Pihak KBRI Yangon juga mengusulkan kepada WNI untuk mempertimbangkan kembali ke Indonesia jika tidak memiliki keperluan penting. Ini bisa dilakukan dengan memanfaatkan penerbangan komersial yang saat ini masih tersedia.
Namun demikian, hingga kini belum ada satu pun WNI maupun pekerja dan keluarga di KBRI Yangon yang kembali maupun dipulangkan ke Indonesia. "Belum ada yang dipulangkan, masih mandiri sifatnya," ujar Faizasyah.
Kemenlu mengatakan masih terus memantau perkembangan situasi di Myanmar. Para WNI juga diimbau untuk menghubungi kontak KBRI Yangon jika terjadi sesuatu yang mendesak mengenai situasi yang berkembang di beberapa daerah di Myanmar.

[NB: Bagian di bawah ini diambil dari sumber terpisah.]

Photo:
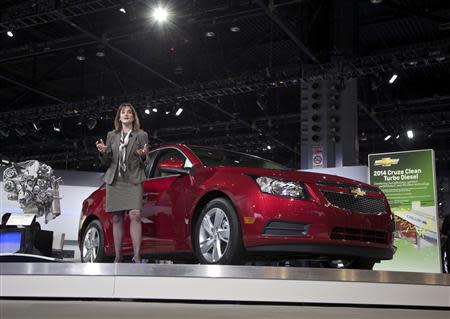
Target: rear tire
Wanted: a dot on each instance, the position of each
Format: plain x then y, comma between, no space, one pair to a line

Status siaga dua ini ditekankan agar WNI tetap tenang dan berdiam diri di kediaman masing-masing, menghindari bepergian, termasuk ke tempat kerja jika tidak ada keperluan sangat mendesak.
Duta Besar RI untuk Myanmar Iza Fadri menuturkan agar WNI mengikuti imbauan yang telah diberikan pihak KBRI Yangon. Sejauh ini kondisi WNI di Myanmar dikatakan terkendali. "Aman," ujar Dubes Iza Fadri ketika ditanya Republika.co.id tentang kondisi terkini WNI di Myanmar dan KBRI Yangon.
Dia juga menuturkan belum secara masif memulangkan pekerja di KBRI Yangon ke Indonesia. Belum. Kemenlu dan KBRI Yangon terus pantau perkembangan situasi, dan saat ini dipandang belum mendesak untuk melakukan evakuasi WNI," ujar Dubes Iza.
Protes berlanjut
Gelombang protes menentang kekuasaan militer kian memanas di Myanmar setelah puluhan orang tewas terkena tembakan aparat kepolisian. Pada Jumat (5/3), polisi menembaki pengunjuk rasa yang menewaskan lagi satu orang.
Junta seakan tidak peduli dengan badai kecaman internasional sehingga terus melakukan aksi kekerasan melawan unjuk rasa damai. Kekerasan terjadi ketika junta kalah tarik-menarik soal kepemimpinan misi PBB di New York. Amerika Serikat meluncurkan sanksi baru yang menargetkan konglomerat militer setelah kematian puluhan pengunjuk rasa sipil.
Aktivis yang menuntut pemulihan pemerintahan terpilih dari juara demokrasi veteran Aung San Suu Kyi mengadakan lebih banyak demonstrasi di beberapa kota pada Jumat. Kerumunan ribuan orang masih berbaris dengan damai melalui kota kedua terbesar Myanmar, Mandalay. "Zaman batu sudah berakhir, kami tidak takut karena kamu mengancam kami," teriak kerumunan.